For a moment I wondered about the 'revolution' of 3D printing, since the enabling technology has been around since the 70's. Then it hit me: this revolution is a 'grass roots' effort and let by home inventors. As it turns out, I think, the technology reached the domestic mad scientist and 3D printing is the result. It does sort of remind me of the PC revolution. There might be something there.
 

THE_RB

Joined Feb 11, 2008
5,438
Good point, but the "revolution" is occuring with industrial machines too.

Some now can print multiple materials, like clear/coloured/had plastic/soft plastic/rubber/wax etc all at the same time.

Generally the wax is a support material, but the others are permanent and allow printing something like a toy car with clear windows and rubber tyres, fully assembled!

The applications of that multi material tech are pretty revolutionary, especially in electronics.

Imagine being able to simultaneously print in materials; plastic/conductor/resistive/light emitting etc on a micro scale and have a finished electronic device?
 

Thread Starter

Wendy

Joined Mar 24, 2008
23,429
There are conductive plastics that raise interesting possibilities. There is some effort to make metallic 3D printers, I have no clue how they work, but am interested.
 

THE_RB

Joined Feb 11, 2008
5,438
I saw a commercial design metallic printer on TV. It used a bed of metal powder, then bubblejet printed glue to glue the powder together in layers to make a 3D metal object.

The object was delicate, and had to be gently removed and supported in chalk powder etc, and put in a kiln. The kiln sintered the metal dust together and burnt off the few percent of glue. Result was a solid metal object.
 

GopherT

Joined Nov 23, 2012
8,009
There is an active post under "projects" to build an open source / group sourced metallic 3D printer. A very successful plastic printer already has been built as an Internet team (RepRap).
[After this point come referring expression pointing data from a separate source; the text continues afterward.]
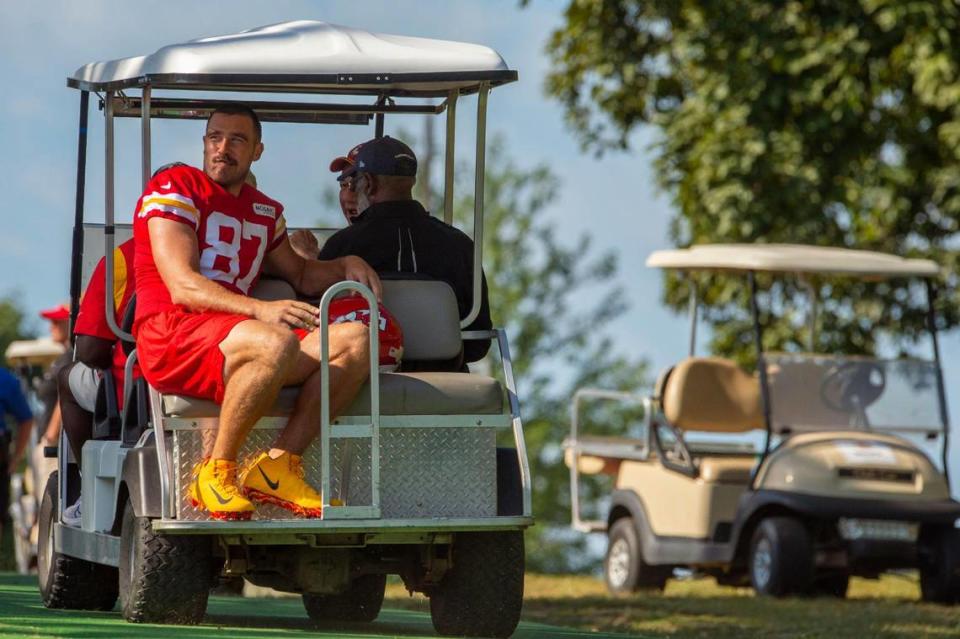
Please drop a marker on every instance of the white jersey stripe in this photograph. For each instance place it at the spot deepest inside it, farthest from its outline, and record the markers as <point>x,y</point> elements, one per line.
<point>170,209</point>
<point>183,199</point>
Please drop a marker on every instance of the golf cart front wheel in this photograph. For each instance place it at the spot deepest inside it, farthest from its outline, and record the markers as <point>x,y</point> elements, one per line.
<point>781,557</point>
<point>482,592</point>
<point>360,602</point>
<point>624,569</point>
<point>163,578</point>
<point>68,582</point>
<point>940,566</point>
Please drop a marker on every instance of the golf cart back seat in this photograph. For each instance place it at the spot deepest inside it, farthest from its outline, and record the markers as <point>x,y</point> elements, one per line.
<point>712,394</point>
<point>428,314</point>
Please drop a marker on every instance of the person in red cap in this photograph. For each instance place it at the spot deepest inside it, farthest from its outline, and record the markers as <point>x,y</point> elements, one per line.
<point>303,241</point>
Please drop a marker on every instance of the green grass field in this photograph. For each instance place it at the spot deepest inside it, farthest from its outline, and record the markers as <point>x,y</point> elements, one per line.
<point>555,607</point>
<point>888,607</point>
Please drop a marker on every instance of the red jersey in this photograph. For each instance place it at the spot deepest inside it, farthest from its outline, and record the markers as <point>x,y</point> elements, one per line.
<point>92,319</point>
<point>234,233</point>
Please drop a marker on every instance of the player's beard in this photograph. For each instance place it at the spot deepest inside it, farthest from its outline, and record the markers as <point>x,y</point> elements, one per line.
<point>227,172</point>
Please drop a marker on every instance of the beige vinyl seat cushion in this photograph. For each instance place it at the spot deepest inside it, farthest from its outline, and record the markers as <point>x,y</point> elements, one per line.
<point>712,394</point>
<point>400,394</point>
<point>726,470</point>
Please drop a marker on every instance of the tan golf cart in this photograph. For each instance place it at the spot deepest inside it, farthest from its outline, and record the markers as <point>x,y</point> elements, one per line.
<point>412,478</point>
<point>834,482</point>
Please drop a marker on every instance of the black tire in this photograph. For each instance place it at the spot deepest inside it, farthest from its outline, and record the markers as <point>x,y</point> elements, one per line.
<point>781,558</point>
<point>831,585</point>
<point>482,593</point>
<point>940,566</point>
<point>67,582</point>
<point>163,578</point>
<point>624,569</point>
<point>360,602</point>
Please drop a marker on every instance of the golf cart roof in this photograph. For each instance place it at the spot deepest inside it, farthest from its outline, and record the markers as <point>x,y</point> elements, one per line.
<point>33,351</point>
<point>305,56</point>
<point>791,258</point>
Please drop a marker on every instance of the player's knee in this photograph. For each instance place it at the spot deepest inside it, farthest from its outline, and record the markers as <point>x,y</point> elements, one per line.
<point>356,337</point>
<point>278,345</point>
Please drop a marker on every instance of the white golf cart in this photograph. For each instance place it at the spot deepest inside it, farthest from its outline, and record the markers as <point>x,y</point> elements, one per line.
<point>28,359</point>
<point>412,479</point>
<point>841,484</point>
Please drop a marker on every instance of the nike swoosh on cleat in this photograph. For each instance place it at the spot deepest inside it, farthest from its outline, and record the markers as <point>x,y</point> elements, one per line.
<point>273,484</point>
<point>223,502</point>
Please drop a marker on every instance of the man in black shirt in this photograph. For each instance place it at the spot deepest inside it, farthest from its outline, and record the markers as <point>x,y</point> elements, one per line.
<point>395,234</point>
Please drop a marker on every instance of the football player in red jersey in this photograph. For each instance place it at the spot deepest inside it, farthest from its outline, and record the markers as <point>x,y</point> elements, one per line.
<point>202,240</point>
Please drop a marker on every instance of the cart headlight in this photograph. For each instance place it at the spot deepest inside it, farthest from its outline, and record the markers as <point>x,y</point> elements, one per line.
<point>879,529</point>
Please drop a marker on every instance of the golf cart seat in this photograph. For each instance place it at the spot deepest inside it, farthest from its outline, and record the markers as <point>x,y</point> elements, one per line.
<point>428,314</point>
<point>712,394</point>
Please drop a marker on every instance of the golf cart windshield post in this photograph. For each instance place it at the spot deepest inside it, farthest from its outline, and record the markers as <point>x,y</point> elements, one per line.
<point>812,313</point>
<point>932,327</point>
<point>145,147</point>
<point>693,308</point>
<point>108,227</point>
<point>75,268</point>
<point>379,118</point>
<point>449,156</point>
<point>478,202</point>
<point>761,371</point>
<point>515,421</point>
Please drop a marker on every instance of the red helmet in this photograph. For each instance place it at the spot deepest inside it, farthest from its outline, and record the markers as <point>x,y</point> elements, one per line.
<point>355,309</point>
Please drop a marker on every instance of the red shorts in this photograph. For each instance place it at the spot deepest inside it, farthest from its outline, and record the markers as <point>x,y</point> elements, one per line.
<point>179,351</point>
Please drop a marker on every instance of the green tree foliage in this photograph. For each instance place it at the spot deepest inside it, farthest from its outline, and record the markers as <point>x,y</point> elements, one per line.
<point>11,323</point>
<point>554,300</point>
<point>808,121</point>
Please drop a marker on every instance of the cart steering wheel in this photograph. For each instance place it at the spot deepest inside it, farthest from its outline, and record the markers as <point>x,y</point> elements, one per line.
<point>852,386</point>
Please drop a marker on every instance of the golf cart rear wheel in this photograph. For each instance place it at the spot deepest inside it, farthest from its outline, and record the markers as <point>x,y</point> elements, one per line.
<point>940,565</point>
<point>781,558</point>
<point>68,582</point>
<point>623,567</point>
<point>482,592</point>
<point>360,602</point>
<point>163,578</point>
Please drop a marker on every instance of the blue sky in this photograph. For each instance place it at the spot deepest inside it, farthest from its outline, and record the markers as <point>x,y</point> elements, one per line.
<point>41,43</point>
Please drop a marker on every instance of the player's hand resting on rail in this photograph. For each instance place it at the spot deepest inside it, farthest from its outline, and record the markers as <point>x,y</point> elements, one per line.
<point>292,313</point>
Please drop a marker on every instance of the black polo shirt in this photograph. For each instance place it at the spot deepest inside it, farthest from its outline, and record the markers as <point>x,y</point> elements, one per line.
<point>401,237</point>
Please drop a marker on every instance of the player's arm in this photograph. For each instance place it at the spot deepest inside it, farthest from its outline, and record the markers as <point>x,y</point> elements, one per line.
<point>177,256</point>
<point>313,277</point>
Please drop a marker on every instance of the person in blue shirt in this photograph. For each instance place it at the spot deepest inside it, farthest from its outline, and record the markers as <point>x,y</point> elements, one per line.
<point>14,406</point>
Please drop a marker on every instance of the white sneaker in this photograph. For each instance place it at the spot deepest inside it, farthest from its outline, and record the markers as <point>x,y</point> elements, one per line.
<point>71,515</point>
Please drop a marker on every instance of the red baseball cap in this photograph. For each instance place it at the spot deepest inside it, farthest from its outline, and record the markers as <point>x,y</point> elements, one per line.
<point>345,161</point>
<point>59,313</point>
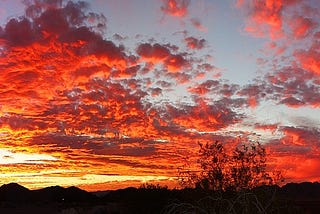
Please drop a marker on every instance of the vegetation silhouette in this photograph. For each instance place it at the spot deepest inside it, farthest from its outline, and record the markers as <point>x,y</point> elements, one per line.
<point>244,167</point>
In fact, more parts have been built with a RepRap than any commercial printer (as a sum of all parts ever printed).

The metallic project team is asking AAC members for help in design and programming. They are just starting out. They want to use something known in the industry as, "laser sintering" of metal powders.

ACC Thread on metal 3D printing
 

Thread Starter

Wendy

Joined Mar 24, 2008
23,429
I noticed it. As long as there are no requests for money it is OK. That is what usually gets most projects like that in trouble here.
 

colepinter

Joined Apr 19, 2013
10
Theres a documentary where people are making guns with 3D printers. look it up on youtube... crazy stuff....
But yes, ive even seen this one company selling 3d printers for pretty cheap compared the the most of them, i think under 1000 or something around there...
Give it another 10 years, they will be very common, and i think humanity will change alot. . . i think 3d printer will bring alot of solutions to people, as well as alot of problems.
 

GopherT

Joined Nov 23, 2012
8,009

Delaj

Joined Aug 12, 2013
4
Wow, so it is banned already? Anyone else see a lot of future technological ideas being banned because the government isn't okay with it as it might pose a risk. Seems silly to halt production on things that can really make a change in the world.
 

Thread Starter

Wendy

Joined Mar 24, 2008
23,429
You miss a major point, no casting required, and it is a one step process.

I've been using 3D software to draw projects, and it is easy.